Dan tentu saja selama 129 menit film ini berjalan saya sangat berdecak kagum akan pengarahan cerita yang tidak mengkhianati cerita aslinya. Meskipun saya merasakan beberapa perubahan dan juga penambahan alur cerita, seperti latar belakang cerita antara Belle dan Beast di masa lalu yang tak pernah diceritakan di film animasinya dengan penambahan efek magical-nya. Dan juga beberapa penambahan lirik lagu pada "Belle", "Gaston" and "Be Our Guest" dan lagu barunya seperti "How Does a Moment Last Forever", "Days in the Sun" and "Evermore". Lalu, beberapa scene seperti Belle yang melihat ayahnya di dalam cermin yang mungkin dirubah untuk memastikan cerita lebih berkonflik dan mendorong karakter utamanya untuk beraksi lebih masuk akal. Tapi, karena pengarahan penulis naskah film ini yaitu Evan Spiliotopoulos dan Stephen Chbosky dalam filmnya "The Perks of Being a Wallflower" itu seperti sebuah pelengkap yang membuat saya yang sudah menonton versi animasinya tetap merasa merasakan ramuan fresh dan emosional dari versi live-action. Dan untuk efek visual dalam film ini pun meski tersaji dengan cukup sederhana namun semua terasa menakjubkan, bagaimana latar, furnitur-furnitur hidup, dan juga efek Beast pada Dan Stevens terasa menawan.
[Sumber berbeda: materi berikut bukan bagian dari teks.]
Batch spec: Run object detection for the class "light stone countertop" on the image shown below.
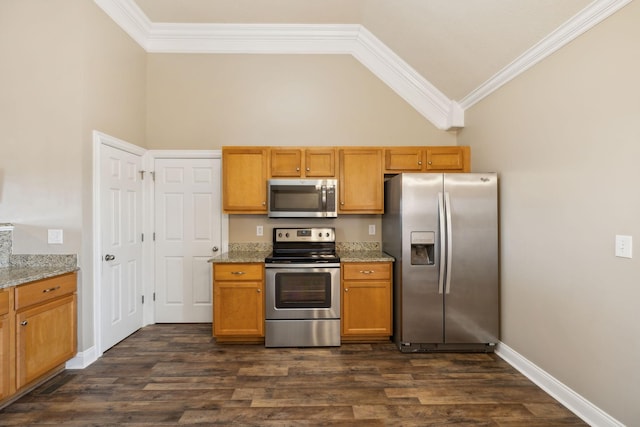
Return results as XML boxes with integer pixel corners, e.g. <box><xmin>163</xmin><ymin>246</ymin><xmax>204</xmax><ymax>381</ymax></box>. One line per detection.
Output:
<box><xmin>0</xmin><ymin>266</ymin><xmax>78</xmax><ymax>289</ymax></box>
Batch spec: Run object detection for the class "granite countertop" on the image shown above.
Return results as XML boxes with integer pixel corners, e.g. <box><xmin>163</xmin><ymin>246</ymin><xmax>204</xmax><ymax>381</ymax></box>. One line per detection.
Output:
<box><xmin>0</xmin><ymin>265</ymin><xmax>78</xmax><ymax>289</ymax></box>
<box><xmin>338</xmin><ymin>249</ymin><xmax>395</xmax><ymax>262</ymax></box>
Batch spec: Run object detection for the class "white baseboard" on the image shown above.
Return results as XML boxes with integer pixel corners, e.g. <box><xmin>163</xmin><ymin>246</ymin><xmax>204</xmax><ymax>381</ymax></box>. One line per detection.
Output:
<box><xmin>495</xmin><ymin>342</ymin><xmax>624</xmax><ymax>427</ymax></box>
<box><xmin>65</xmin><ymin>346</ymin><xmax>98</xmax><ymax>369</ymax></box>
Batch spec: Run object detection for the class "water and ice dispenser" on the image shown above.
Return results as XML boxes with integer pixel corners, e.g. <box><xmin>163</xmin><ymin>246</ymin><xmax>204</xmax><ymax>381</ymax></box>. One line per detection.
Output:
<box><xmin>411</xmin><ymin>231</ymin><xmax>436</xmax><ymax>265</ymax></box>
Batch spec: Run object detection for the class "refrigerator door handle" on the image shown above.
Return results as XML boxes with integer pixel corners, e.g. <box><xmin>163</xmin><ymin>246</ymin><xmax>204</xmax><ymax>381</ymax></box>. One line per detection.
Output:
<box><xmin>444</xmin><ymin>193</ymin><xmax>453</xmax><ymax>294</ymax></box>
<box><xmin>438</xmin><ymin>193</ymin><xmax>447</xmax><ymax>294</ymax></box>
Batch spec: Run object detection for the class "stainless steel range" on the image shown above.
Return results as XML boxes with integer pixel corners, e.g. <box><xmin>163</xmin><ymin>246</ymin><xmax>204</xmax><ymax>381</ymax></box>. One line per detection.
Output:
<box><xmin>265</xmin><ymin>228</ymin><xmax>340</xmax><ymax>347</ymax></box>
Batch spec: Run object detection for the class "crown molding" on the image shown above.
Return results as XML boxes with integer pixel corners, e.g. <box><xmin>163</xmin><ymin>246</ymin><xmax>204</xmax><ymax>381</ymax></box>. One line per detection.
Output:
<box><xmin>460</xmin><ymin>0</ymin><xmax>631</xmax><ymax>110</ymax></box>
<box><xmin>94</xmin><ymin>0</ymin><xmax>464</xmax><ymax>130</ymax></box>
<box><xmin>94</xmin><ymin>0</ymin><xmax>631</xmax><ymax>130</ymax></box>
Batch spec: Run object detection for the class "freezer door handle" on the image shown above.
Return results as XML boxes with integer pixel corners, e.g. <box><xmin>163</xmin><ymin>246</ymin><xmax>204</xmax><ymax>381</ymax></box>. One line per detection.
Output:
<box><xmin>438</xmin><ymin>193</ymin><xmax>446</xmax><ymax>294</ymax></box>
<box><xmin>444</xmin><ymin>193</ymin><xmax>453</xmax><ymax>294</ymax></box>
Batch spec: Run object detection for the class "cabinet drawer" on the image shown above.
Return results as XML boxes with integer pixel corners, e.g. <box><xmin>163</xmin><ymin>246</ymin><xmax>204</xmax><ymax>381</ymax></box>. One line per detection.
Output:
<box><xmin>15</xmin><ymin>273</ymin><xmax>77</xmax><ymax>310</ymax></box>
<box><xmin>342</xmin><ymin>262</ymin><xmax>391</xmax><ymax>280</ymax></box>
<box><xmin>213</xmin><ymin>263</ymin><xmax>264</xmax><ymax>280</ymax></box>
<box><xmin>0</xmin><ymin>290</ymin><xmax>9</xmax><ymax>316</ymax></box>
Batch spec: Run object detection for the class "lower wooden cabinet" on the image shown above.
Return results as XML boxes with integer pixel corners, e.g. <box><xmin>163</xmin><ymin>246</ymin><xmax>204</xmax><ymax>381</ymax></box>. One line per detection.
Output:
<box><xmin>213</xmin><ymin>263</ymin><xmax>264</xmax><ymax>342</ymax></box>
<box><xmin>0</xmin><ymin>272</ymin><xmax>77</xmax><ymax>406</ymax></box>
<box><xmin>341</xmin><ymin>262</ymin><xmax>393</xmax><ymax>341</ymax></box>
<box><xmin>0</xmin><ymin>289</ymin><xmax>11</xmax><ymax>401</ymax></box>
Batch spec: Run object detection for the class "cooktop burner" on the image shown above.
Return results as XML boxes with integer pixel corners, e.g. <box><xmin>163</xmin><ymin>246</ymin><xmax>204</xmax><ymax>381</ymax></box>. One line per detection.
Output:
<box><xmin>265</xmin><ymin>227</ymin><xmax>340</xmax><ymax>263</ymax></box>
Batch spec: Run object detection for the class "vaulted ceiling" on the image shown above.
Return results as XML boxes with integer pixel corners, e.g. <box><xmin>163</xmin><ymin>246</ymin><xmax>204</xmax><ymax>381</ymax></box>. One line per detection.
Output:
<box><xmin>95</xmin><ymin>0</ymin><xmax>630</xmax><ymax>129</ymax></box>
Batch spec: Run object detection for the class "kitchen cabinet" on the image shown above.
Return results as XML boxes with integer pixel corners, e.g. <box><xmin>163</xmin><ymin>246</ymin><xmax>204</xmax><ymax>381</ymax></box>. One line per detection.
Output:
<box><xmin>213</xmin><ymin>263</ymin><xmax>264</xmax><ymax>342</ymax></box>
<box><xmin>341</xmin><ymin>262</ymin><xmax>393</xmax><ymax>341</ymax></box>
<box><xmin>15</xmin><ymin>273</ymin><xmax>77</xmax><ymax>390</ymax></box>
<box><xmin>0</xmin><ymin>289</ymin><xmax>11</xmax><ymax>401</ymax></box>
<box><xmin>338</xmin><ymin>147</ymin><xmax>384</xmax><ymax>214</ymax></box>
<box><xmin>271</xmin><ymin>147</ymin><xmax>336</xmax><ymax>178</ymax></box>
<box><xmin>384</xmin><ymin>146</ymin><xmax>471</xmax><ymax>174</ymax></box>
<box><xmin>222</xmin><ymin>147</ymin><xmax>269</xmax><ymax>214</ymax></box>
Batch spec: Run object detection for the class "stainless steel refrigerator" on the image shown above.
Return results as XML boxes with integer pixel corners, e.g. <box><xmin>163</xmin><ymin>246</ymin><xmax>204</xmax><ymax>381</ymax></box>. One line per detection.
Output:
<box><xmin>382</xmin><ymin>173</ymin><xmax>499</xmax><ymax>352</ymax></box>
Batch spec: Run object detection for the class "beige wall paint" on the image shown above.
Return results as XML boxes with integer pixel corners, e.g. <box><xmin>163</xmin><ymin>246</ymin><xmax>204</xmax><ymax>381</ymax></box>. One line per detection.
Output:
<box><xmin>459</xmin><ymin>2</ymin><xmax>640</xmax><ymax>426</ymax></box>
<box><xmin>0</xmin><ymin>0</ymin><xmax>146</xmax><ymax>351</ymax></box>
<box><xmin>147</xmin><ymin>54</ymin><xmax>456</xmax><ymax>246</ymax></box>
<box><xmin>147</xmin><ymin>54</ymin><xmax>456</xmax><ymax>149</ymax></box>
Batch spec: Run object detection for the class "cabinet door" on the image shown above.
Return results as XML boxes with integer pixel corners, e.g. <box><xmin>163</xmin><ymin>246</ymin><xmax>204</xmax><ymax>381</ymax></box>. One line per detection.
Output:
<box><xmin>426</xmin><ymin>146</ymin><xmax>471</xmax><ymax>172</ymax></box>
<box><xmin>222</xmin><ymin>147</ymin><xmax>268</xmax><ymax>214</ymax></box>
<box><xmin>338</xmin><ymin>148</ymin><xmax>384</xmax><ymax>214</ymax></box>
<box><xmin>304</xmin><ymin>148</ymin><xmax>336</xmax><ymax>178</ymax></box>
<box><xmin>342</xmin><ymin>281</ymin><xmax>391</xmax><ymax>336</ymax></box>
<box><xmin>0</xmin><ymin>314</ymin><xmax>11</xmax><ymax>400</ymax></box>
<box><xmin>271</xmin><ymin>148</ymin><xmax>302</xmax><ymax>178</ymax></box>
<box><xmin>16</xmin><ymin>294</ymin><xmax>77</xmax><ymax>389</ymax></box>
<box><xmin>213</xmin><ymin>281</ymin><xmax>264</xmax><ymax>337</ymax></box>
<box><xmin>384</xmin><ymin>147</ymin><xmax>424</xmax><ymax>173</ymax></box>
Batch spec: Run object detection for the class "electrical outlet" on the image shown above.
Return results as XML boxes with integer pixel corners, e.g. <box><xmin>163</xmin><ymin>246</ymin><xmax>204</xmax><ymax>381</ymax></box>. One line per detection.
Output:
<box><xmin>616</xmin><ymin>236</ymin><xmax>633</xmax><ymax>258</ymax></box>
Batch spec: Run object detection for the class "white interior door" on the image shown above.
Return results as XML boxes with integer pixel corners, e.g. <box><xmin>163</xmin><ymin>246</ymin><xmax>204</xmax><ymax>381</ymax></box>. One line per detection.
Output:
<box><xmin>155</xmin><ymin>158</ymin><xmax>222</xmax><ymax>323</ymax></box>
<box><xmin>100</xmin><ymin>144</ymin><xmax>142</xmax><ymax>351</ymax></box>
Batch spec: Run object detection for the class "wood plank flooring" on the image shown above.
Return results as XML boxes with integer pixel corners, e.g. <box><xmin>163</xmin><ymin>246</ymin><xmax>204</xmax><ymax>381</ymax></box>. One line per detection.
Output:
<box><xmin>0</xmin><ymin>324</ymin><xmax>586</xmax><ymax>427</ymax></box>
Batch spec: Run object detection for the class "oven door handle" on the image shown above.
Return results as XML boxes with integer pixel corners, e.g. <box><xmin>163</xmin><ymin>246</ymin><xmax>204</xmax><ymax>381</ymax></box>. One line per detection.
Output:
<box><xmin>320</xmin><ymin>185</ymin><xmax>327</xmax><ymax>212</ymax></box>
<box><xmin>264</xmin><ymin>262</ymin><xmax>340</xmax><ymax>270</ymax></box>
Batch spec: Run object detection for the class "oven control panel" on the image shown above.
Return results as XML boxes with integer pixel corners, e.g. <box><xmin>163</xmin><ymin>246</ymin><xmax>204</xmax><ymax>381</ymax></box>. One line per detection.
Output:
<box><xmin>273</xmin><ymin>227</ymin><xmax>336</xmax><ymax>243</ymax></box>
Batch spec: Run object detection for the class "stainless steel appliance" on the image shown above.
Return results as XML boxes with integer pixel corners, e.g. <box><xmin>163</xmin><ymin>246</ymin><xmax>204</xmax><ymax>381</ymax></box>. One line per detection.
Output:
<box><xmin>382</xmin><ymin>173</ymin><xmax>499</xmax><ymax>352</ymax></box>
<box><xmin>265</xmin><ymin>228</ymin><xmax>340</xmax><ymax>347</ymax></box>
<box><xmin>267</xmin><ymin>179</ymin><xmax>338</xmax><ymax>218</ymax></box>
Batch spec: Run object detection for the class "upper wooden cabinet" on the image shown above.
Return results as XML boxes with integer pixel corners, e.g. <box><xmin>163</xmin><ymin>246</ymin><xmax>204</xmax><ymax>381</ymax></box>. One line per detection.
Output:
<box><xmin>270</xmin><ymin>147</ymin><xmax>336</xmax><ymax>178</ymax></box>
<box><xmin>222</xmin><ymin>147</ymin><xmax>269</xmax><ymax>214</ymax></box>
<box><xmin>384</xmin><ymin>146</ymin><xmax>471</xmax><ymax>174</ymax></box>
<box><xmin>338</xmin><ymin>147</ymin><xmax>384</xmax><ymax>214</ymax></box>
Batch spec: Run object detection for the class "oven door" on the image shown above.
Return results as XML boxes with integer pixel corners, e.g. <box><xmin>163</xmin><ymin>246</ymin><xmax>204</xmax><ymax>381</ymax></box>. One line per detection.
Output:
<box><xmin>265</xmin><ymin>264</ymin><xmax>340</xmax><ymax>320</ymax></box>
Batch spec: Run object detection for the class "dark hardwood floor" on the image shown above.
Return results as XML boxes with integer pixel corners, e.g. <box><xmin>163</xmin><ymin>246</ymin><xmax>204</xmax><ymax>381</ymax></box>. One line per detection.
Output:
<box><xmin>0</xmin><ymin>324</ymin><xmax>586</xmax><ymax>427</ymax></box>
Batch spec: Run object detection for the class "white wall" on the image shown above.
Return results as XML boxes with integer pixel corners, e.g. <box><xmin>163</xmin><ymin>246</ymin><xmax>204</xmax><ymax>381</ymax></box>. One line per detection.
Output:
<box><xmin>459</xmin><ymin>2</ymin><xmax>640</xmax><ymax>426</ymax></box>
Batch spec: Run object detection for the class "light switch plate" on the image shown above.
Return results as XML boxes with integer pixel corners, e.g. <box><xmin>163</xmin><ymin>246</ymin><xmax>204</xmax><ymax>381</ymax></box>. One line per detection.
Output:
<box><xmin>47</xmin><ymin>229</ymin><xmax>64</xmax><ymax>245</ymax></box>
<box><xmin>616</xmin><ymin>235</ymin><xmax>633</xmax><ymax>258</ymax></box>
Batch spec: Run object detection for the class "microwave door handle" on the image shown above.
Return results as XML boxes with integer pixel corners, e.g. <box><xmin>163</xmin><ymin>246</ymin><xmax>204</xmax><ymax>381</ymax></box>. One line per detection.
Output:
<box><xmin>321</xmin><ymin>185</ymin><xmax>327</xmax><ymax>212</ymax></box>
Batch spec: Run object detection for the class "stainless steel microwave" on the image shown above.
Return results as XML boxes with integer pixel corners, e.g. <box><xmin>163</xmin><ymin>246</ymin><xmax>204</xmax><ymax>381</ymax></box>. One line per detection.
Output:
<box><xmin>268</xmin><ymin>178</ymin><xmax>338</xmax><ymax>218</ymax></box>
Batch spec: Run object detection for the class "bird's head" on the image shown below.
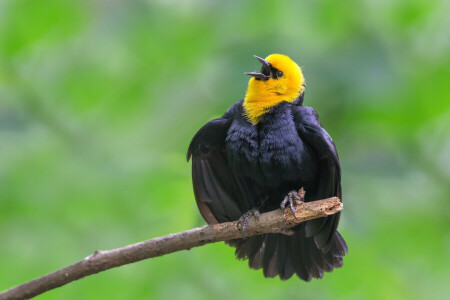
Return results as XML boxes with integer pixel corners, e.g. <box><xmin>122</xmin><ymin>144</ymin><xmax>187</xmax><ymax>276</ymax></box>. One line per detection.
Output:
<box><xmin>244</xmin><ymin>54</ymin><xmax>305</xmax><ymax>125</ymax></box>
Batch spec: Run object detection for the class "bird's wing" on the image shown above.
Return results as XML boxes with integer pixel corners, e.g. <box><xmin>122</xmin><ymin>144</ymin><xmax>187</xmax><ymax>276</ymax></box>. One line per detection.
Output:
<box><xmin>292</xmin><ymin>106</ymin><xmax>346</xmax><ymax>252</ymax></box>
<box><xmin>187</xmin><ymin>102</ymin><xmax>251</xmax><ymax>224</ymax></box>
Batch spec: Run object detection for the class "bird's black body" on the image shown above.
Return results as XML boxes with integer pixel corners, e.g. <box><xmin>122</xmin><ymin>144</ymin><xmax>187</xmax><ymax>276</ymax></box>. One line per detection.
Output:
<box><xmin>187</xmin><ymin>95</ymin><xmax>347</xmax><ymax>281</ymax></box>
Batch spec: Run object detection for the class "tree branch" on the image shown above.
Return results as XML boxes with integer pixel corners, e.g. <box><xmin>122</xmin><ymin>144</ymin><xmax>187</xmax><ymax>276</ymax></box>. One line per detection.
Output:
<box><xmin>0</xmin><ymin>197</ymin><xmax>343</xmax><ymax>300</ymax></box>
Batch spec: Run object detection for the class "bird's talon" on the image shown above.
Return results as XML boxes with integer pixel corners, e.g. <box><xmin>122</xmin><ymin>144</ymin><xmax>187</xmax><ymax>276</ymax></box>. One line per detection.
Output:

Dari segi teknisnya sendiri kita tak perlu meragukan lagi racikan visual fantasy Disney yang berasal dari sinematografer Tobias A. Schliessler yang betul-betul memanjakan mata tiap menitnya. Hamburan lightning lampu serta set dekorasi dari Katie Spencer yang sudah teruji keterampilannya pada film "Atonement" dan "Pride & Prejudice" terasa begitu glamour dan cantik. Meski untuk Costume Design sendiri meski terbilang menarik tapi masih kalah jauh dibanding gaun yang dipakai Lily James saat ia menjadi Cinderella, terbaik yang pernah ada. Dan untuk kualitas akting? Emma Watson adalah jawaranya, penampilannya disini menurutku melebihi perannya sebagai Hermione, meski acapkali nada sinis datang padanya karena karakteristik dirinya dan animasi sangat jauh berbeda. Tapi, aktingnya buat saya seiring vokal suaranya yang indah saat musik mengalun, ekspresi dan kepiawaiannya berperan terasa begitu beautiful enchanted. Aktingnya sebagai Belle yang cantik betul-betul hidup dan saya tak meragukannya sebagai wanita yang sangat cantik. Lain dengan peran Luke Evans sebagai antagonis yang awalnya saya cukup suka akan kecocokkannya berperan sebagai Gaston meski untuk persamaan suaranya dalam bernyanyi dengan Richard White kurang mengintimidasi dan kurang menawan.



Well, kehebatan Beauty and the Beast terletak pada elemen romantisme nya yang kedongengan tapi tetap penuh dengan pesan makna tentang arti kindness, inner beauty, honesty, dan love. Semua keindahan itulah yang kembali disajikan dalam film ini dengan sesuatu yang sangat hebat dan klasik. Ada komedi yang lucu, musik yang riang, pendalaman cerita tokoh yang lebih baik, visual yang kelewat cantik, dan tentu saja peran Emma Watson yang very charming. Mungkin dengan film-film Disney terakhir yang mulai terbukti kian membaik, sepertinya kita bisa menunggu dengan harapan yang lebih besar dengan beberapa film another live action of classic animation yang memang sudah direncanakan akan dibuat setelah ini. Dan mungkin juga suatu hari nanti animasi Ghibli akan kebagian jatah seperti ini juga.